CAPE ELIZABETH — Town officials met with residents of Beverly Terrace Feb. 26 to discuss drainage improvements.
Public Works Director Bob Malley said problems related to the partial failure of the common cellar drain connected to some homes began between three and five years ago.
Nine homes line Beverly Terrace between its two connections to State Avenue, which is off Ocean House Road and parallel to the nearby Trout Brook.
Residents have complained about lawns and basements flooding as a result of the situation. In the winter, the surface water freezes, causing a safety issue for pedestrians. The excess water drowns lawns and serves as a “mosquito haven” in the summer.
Elizabeth Matheson said her entire back yard at 6 Beverly Terrace has become a pond.
“I’ve lost 3 feet of my property to running water,” she said.
Last summer, the town hired Sebago Technics to document the conditions, develop options for drainage improvements and prepare repair cost estimates for the town to consider.
In a report, engineer Steve Harding said the surface water problems stem from basement drain surface discharges from individual sump pumps, the generally flat terrain of the area, and the lack of a public stormwater collection and conveyance system.
The recommendation is to install a new surface drainage system and meet with individual homeowners to tie their sump pump discharges into the new system.
Pre-design estimates place the cost of the project around $100,000; Malley said the funds would come from the town’s roadway and drainage account.
“While we understand there may be a desire of some in the neighborhood for the town to replace the common foundation pipe system, this approach would represent a deviation in normal practice for a municipality to publicly fund the replacement of a private system for the benefit of private residences,” Harding said in his report.
According to the report, the new system would be about 4 feet deep and include five catch basins with open grates that allow surface water to enter the system and underground connection pipes to carry the stormwater to the desired location.
“They’re really angle points,” Malley said. “When we have to angle the pipe, we have to have a structure to do that.”
Connecting underground pipes can also be adapted to collect individual basement drainage by adding collection stubs to individual properties.
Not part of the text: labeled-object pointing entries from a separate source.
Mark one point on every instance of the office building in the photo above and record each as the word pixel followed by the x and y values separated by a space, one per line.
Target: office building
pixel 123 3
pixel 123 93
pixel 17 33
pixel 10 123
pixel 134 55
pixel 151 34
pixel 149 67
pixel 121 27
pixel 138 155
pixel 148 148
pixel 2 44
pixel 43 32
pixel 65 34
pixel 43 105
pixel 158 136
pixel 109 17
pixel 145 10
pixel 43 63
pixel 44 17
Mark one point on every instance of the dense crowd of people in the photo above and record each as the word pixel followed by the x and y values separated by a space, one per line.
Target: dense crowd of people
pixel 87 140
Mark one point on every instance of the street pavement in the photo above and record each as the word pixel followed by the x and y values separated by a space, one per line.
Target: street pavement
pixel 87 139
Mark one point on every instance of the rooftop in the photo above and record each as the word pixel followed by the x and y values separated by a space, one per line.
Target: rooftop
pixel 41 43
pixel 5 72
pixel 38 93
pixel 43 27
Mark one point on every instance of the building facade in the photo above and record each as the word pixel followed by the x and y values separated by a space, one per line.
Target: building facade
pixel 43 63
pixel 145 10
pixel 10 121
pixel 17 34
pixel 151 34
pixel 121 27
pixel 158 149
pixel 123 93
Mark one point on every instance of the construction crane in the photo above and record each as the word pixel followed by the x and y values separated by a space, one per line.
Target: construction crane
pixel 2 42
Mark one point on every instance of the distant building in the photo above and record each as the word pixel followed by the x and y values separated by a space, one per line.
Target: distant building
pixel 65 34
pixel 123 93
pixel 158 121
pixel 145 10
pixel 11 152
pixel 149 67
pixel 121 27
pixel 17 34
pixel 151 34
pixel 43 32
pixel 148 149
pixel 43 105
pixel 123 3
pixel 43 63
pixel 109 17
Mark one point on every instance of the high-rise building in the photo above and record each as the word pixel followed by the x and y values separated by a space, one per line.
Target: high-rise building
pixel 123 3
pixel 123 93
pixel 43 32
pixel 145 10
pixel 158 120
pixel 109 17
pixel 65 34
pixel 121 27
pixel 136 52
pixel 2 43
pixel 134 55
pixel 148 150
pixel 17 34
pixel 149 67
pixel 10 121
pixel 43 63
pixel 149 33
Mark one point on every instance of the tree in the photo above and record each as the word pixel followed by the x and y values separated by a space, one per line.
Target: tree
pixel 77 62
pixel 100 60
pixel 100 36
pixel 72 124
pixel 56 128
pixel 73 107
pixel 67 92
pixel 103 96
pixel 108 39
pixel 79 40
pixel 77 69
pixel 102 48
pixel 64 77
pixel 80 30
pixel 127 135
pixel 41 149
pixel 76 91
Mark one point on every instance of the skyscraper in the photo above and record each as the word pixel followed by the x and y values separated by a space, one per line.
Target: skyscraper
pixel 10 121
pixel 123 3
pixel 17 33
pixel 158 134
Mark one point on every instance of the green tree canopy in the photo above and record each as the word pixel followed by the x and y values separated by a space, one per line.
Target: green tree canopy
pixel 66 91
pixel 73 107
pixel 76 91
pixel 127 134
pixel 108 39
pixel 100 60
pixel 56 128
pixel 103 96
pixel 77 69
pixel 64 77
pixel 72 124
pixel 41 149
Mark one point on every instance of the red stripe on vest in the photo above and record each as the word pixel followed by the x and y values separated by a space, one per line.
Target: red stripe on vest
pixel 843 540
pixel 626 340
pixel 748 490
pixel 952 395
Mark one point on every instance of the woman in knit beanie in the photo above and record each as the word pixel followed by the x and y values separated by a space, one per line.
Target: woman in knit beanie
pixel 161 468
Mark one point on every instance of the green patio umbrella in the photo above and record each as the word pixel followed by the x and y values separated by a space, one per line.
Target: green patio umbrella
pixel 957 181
Sebago also explored improving the existing common foundation drain system, but said this would be more expensive and difficult because the outfall of the system “appears to be located in the driveway of the 14 State Ave. residential lot and then under a detached garage before out falling near Trout Brook.”
While that option would alleviate the amount of discharge groundwater water collected in basements, it may not effectively address the neighborhood’s surface water problem.
According to Harding, installing a new surface drainage system will reduce the residents’ dependence on the common foundation system and provide a way to discard excess groundwater without the need to pump it onto the ground surface.
The town will move forward by accepting bids from interested contractors and meeting with residents to discuss how their sump pumps could tie into the new systems.
Malley said construction may involve work on residents’ lawns, which would require the town to attain construction easements from property owners.
“That gives the town the right to work on private property,” he said. “We have to have that paperwork to protect you and protect the town.”
For years, property owners on Beverly Terrace in Cape Elizabeth have faced drainage issues related to the partial failure of a common cellar drain. Now the town is proposing a remedy that may cost $100,000.